On ne trouvera pas ces sombres vers des Destinées dans la nouvelle Anthologie. On y rencontrera, par compensation, cette Maison du berger qui, comme le dit si bien un poète, M. André Lemoyne, «est un des plus beaux poèmes d'amour de tous les âges». C'est aussi l'expression d'une philosophie sombre et pathétique dont rien ne surpasse l'éloquence douloureuse:
……………………………………….
Sur mon coeur déchiré viens poser ta main pure,
Ne me laisse jamais seul avec la nature,
Car je la connais trop pour n'en pas avoir peur.
Elle me dit:………………………………
Je roule avec dédain, sans voir et sans entendre,
À côté des fourmis les populations;
Je ne distingue pas leur terrier de leur cendre,
J'ignore en les portant les noms des nations.
On me dit une mère et je suis une tombe.
Mon hiver prend vos morts comme son hécatombe,
Mon printemps n'entend pas vos adorations.
Avant vous j'étais belle et toujours parfumée,
J'abandonnais au vent mes cheveux tout entiers,
Je suivais dans les cieux ma route accoutumée,
Sur l'axe harmonieux des divins balanciers.
Après vous, traversant l'espace où tout s'élance,
J'irai seule et sereine, en un chaste silence;
Je fendrai l'air du front et de mes seins altiers.

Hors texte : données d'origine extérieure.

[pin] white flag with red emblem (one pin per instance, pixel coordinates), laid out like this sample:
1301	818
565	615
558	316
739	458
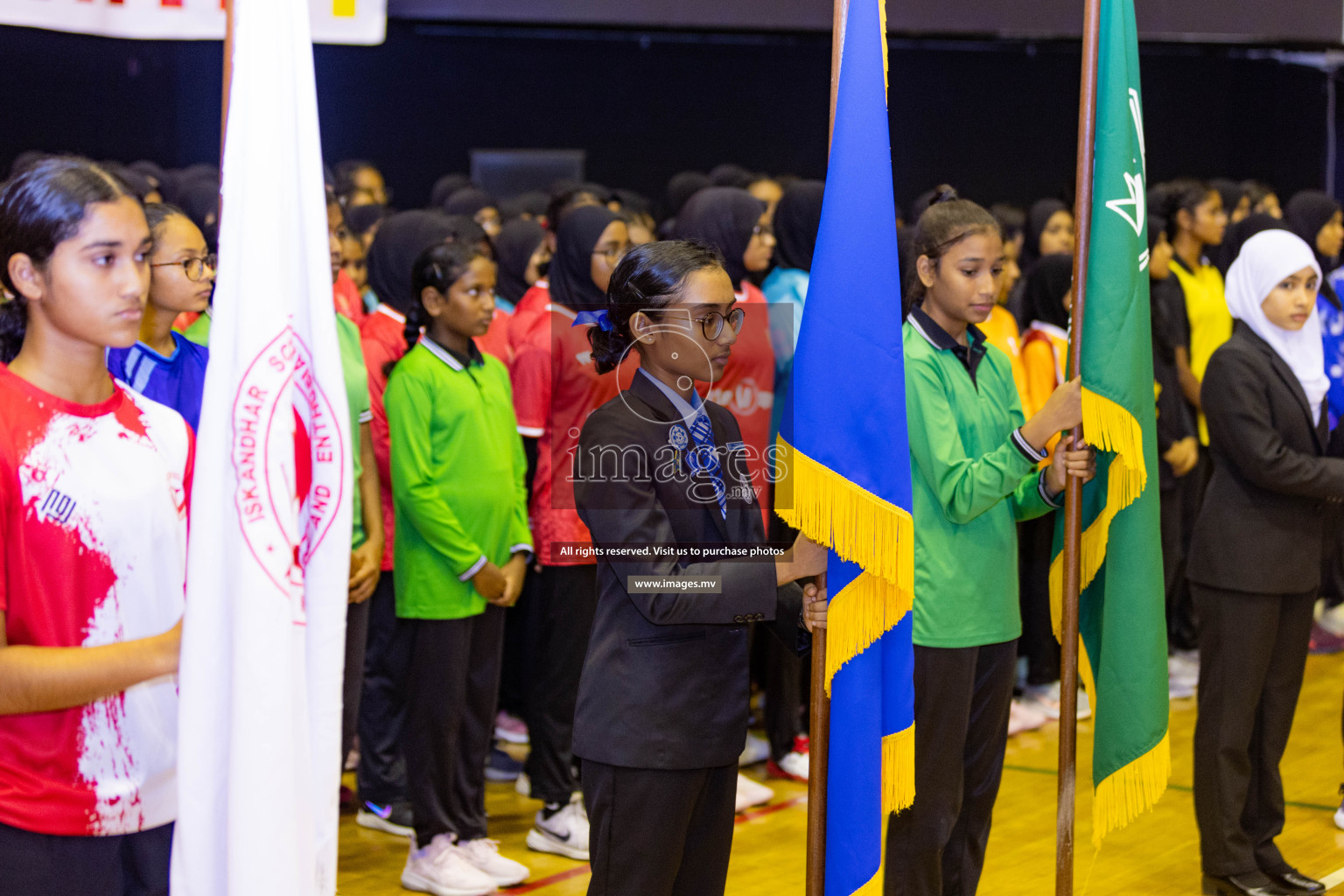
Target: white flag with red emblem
270	524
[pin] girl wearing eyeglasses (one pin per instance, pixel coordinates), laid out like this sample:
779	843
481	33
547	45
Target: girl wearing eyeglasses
662	712
164	364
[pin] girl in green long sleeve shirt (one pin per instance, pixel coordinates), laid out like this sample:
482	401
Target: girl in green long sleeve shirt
975	472
463	546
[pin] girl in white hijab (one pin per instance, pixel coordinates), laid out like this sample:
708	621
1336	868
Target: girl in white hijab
1260	296
1254	564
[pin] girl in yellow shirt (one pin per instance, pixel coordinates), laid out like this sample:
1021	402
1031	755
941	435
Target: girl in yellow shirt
1196	220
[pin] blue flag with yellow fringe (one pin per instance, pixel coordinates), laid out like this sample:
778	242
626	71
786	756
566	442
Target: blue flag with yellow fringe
845	465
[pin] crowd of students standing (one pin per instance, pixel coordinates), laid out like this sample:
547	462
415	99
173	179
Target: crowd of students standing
489	344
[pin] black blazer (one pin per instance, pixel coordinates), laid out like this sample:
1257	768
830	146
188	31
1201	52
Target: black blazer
666	679
1261	526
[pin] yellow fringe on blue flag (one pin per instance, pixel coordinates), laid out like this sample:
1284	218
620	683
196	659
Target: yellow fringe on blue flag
864	529
898	771
1135	788
898	792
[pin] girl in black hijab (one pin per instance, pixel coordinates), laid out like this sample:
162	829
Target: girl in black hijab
584	261
476	205
468	231
796	222
1239	233
730	220
680	190
1050	228
516	248
1318	220
363	222
399	242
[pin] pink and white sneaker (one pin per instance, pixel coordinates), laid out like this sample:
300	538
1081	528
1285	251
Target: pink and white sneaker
444	870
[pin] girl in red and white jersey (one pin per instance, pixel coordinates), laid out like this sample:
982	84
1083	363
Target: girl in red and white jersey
94	485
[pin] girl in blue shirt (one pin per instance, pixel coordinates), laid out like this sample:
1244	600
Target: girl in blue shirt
164	364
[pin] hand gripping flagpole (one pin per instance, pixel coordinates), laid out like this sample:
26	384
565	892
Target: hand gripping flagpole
820	712
1073	488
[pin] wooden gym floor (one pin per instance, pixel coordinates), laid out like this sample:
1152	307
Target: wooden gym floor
1158	855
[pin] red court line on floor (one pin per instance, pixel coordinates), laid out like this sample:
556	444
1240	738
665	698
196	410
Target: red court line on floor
769	810
584	870
547	881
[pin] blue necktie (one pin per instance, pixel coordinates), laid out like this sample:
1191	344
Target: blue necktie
707	458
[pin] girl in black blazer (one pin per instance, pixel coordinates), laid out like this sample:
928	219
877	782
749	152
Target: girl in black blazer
662	710
1256	559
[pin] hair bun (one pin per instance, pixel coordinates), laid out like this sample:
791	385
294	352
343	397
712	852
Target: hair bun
944	193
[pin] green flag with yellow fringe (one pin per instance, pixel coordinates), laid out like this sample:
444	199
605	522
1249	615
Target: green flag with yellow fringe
1123	620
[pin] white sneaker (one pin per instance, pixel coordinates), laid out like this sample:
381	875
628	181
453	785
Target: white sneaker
757	750
443	870
564	833
752	794
484	855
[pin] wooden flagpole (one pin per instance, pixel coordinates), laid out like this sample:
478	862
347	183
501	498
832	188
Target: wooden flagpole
1073	488
820	717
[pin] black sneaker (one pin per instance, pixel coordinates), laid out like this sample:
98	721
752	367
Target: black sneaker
501	766
394	818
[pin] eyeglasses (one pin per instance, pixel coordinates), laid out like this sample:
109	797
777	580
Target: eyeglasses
711	324
193	268
614	253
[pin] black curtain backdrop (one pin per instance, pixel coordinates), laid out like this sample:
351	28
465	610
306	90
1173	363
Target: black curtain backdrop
996	118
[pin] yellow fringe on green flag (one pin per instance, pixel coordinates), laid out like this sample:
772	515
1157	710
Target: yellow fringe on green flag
1109	427
1136	788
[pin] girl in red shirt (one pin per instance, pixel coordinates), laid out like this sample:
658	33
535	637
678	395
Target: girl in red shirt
94	485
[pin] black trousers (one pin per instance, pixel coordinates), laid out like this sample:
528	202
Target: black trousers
784	702
452	693
1251	659
382	710
1035	543
1181	614
562	605
1173	566
937	846
519	637
356	639
49	865
657	832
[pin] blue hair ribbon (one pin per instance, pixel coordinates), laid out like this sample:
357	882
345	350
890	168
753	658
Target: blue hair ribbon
594	318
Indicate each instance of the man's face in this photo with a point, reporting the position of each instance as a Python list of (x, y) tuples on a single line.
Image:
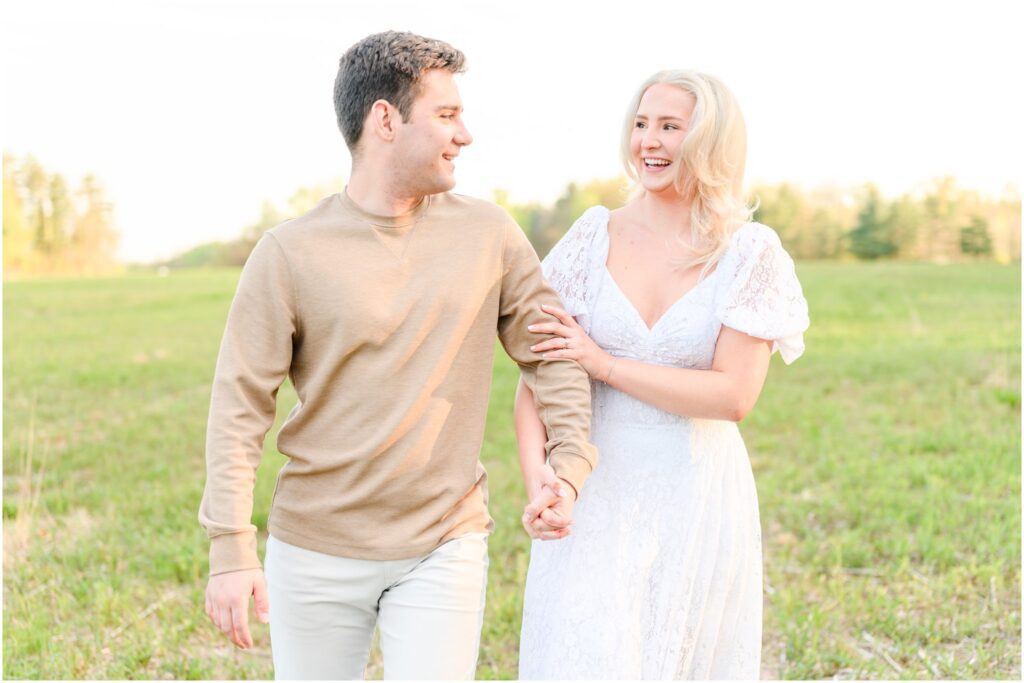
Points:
[(427, 143)]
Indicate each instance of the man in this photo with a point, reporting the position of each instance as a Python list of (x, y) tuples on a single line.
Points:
[(381, 304)]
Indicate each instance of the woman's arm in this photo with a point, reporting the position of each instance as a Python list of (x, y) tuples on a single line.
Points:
[(727, 391)]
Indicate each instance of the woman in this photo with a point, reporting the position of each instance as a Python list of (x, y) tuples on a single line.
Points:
[(674, 304)]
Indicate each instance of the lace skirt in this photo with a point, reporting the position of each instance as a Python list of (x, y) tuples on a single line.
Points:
[(660, 578)]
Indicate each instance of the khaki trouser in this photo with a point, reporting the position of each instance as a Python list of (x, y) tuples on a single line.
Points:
[(429, 608)]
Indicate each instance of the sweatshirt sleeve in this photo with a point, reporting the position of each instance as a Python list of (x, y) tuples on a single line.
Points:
[(561, 388), (254, 359)]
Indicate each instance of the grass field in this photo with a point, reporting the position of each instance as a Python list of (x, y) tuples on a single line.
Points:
[(887, 461)]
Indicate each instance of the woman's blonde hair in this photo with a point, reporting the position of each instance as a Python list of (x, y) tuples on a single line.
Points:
[(710, 169)]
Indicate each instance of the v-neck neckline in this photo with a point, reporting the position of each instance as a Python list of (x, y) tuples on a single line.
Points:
[(650, 329), (636, 311)]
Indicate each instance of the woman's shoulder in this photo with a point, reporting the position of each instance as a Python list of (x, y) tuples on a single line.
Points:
[(753, 236)]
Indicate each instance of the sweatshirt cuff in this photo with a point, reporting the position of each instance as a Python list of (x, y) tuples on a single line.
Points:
[(572, 467), (233, 552)]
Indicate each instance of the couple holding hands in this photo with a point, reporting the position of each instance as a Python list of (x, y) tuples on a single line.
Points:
[(644, 336)]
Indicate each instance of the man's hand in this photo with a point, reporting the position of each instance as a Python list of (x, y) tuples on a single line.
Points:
[(227, 603), (550, 511)]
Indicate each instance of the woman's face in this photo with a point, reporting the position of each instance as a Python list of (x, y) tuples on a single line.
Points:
[(658, 129)]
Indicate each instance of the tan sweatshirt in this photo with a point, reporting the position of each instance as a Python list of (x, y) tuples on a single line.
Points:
[(386, 328)]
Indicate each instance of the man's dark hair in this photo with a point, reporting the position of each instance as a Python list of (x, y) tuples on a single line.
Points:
[(386, 66)]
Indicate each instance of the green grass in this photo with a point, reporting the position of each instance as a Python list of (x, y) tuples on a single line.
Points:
[(887, 460)]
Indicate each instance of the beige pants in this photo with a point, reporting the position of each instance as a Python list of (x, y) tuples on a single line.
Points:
[(429, 608)]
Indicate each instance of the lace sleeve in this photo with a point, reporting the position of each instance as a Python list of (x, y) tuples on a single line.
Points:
[(763, 298), (569, 265)]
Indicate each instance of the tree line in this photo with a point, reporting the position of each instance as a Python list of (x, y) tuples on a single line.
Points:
[(50, 227), (941, 223)]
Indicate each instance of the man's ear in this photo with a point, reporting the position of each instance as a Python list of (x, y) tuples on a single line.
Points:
[(382, 119)]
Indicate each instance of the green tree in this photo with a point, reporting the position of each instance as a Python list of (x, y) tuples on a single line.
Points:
[(872, 238), (16, 235), (975, 240)]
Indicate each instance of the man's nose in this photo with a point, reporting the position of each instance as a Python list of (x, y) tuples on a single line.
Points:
[(463, 137)]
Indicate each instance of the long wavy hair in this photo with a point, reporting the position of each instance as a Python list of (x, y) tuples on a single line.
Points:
[(711, 164)]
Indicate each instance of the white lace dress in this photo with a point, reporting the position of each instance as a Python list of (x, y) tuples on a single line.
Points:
[(662, 574)]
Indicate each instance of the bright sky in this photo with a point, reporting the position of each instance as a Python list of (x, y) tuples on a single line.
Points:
[(194, 113)]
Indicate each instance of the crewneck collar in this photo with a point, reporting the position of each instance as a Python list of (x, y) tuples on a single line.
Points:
[(404, 220)]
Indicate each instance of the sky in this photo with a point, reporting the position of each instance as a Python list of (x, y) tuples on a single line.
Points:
[(193, 114)]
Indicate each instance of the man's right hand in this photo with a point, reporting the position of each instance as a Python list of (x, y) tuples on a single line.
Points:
[(227, 603), (549, 514)]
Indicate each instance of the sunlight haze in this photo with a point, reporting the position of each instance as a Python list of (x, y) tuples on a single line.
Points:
[(193, 114)]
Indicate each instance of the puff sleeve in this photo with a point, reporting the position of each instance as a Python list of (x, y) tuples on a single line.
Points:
[(761, 296), (572, 265)]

Cette tristesse philosophique est singulière et d'un accent inouï dans le romantisme. Car il n'y faut pas comparer le Désespoir de Lamartine. Lamartine blasphémait alors, et le blasphème n'est possible qu'au croyant. D'ailleurs le Désespoir est suivi, dans les Méditations, d'une apologie en règle de la Providence. Quant à Victor Hugo, il naquit et mourut enfant de choeur. En toutes choses, il changeait d'idées à mesure que les idées changeaient autour de lui. Son déisme seul resta fixe, dans cette perpétuelle transformation. À quatre-vingts ans, ses croyances n'avaient pas une ride; sa foi en Dieu était celle d'un petit enfant. Un soir, ayant entendu un de ses hôtes nier chez lui la Providence, il se mit à pleurer.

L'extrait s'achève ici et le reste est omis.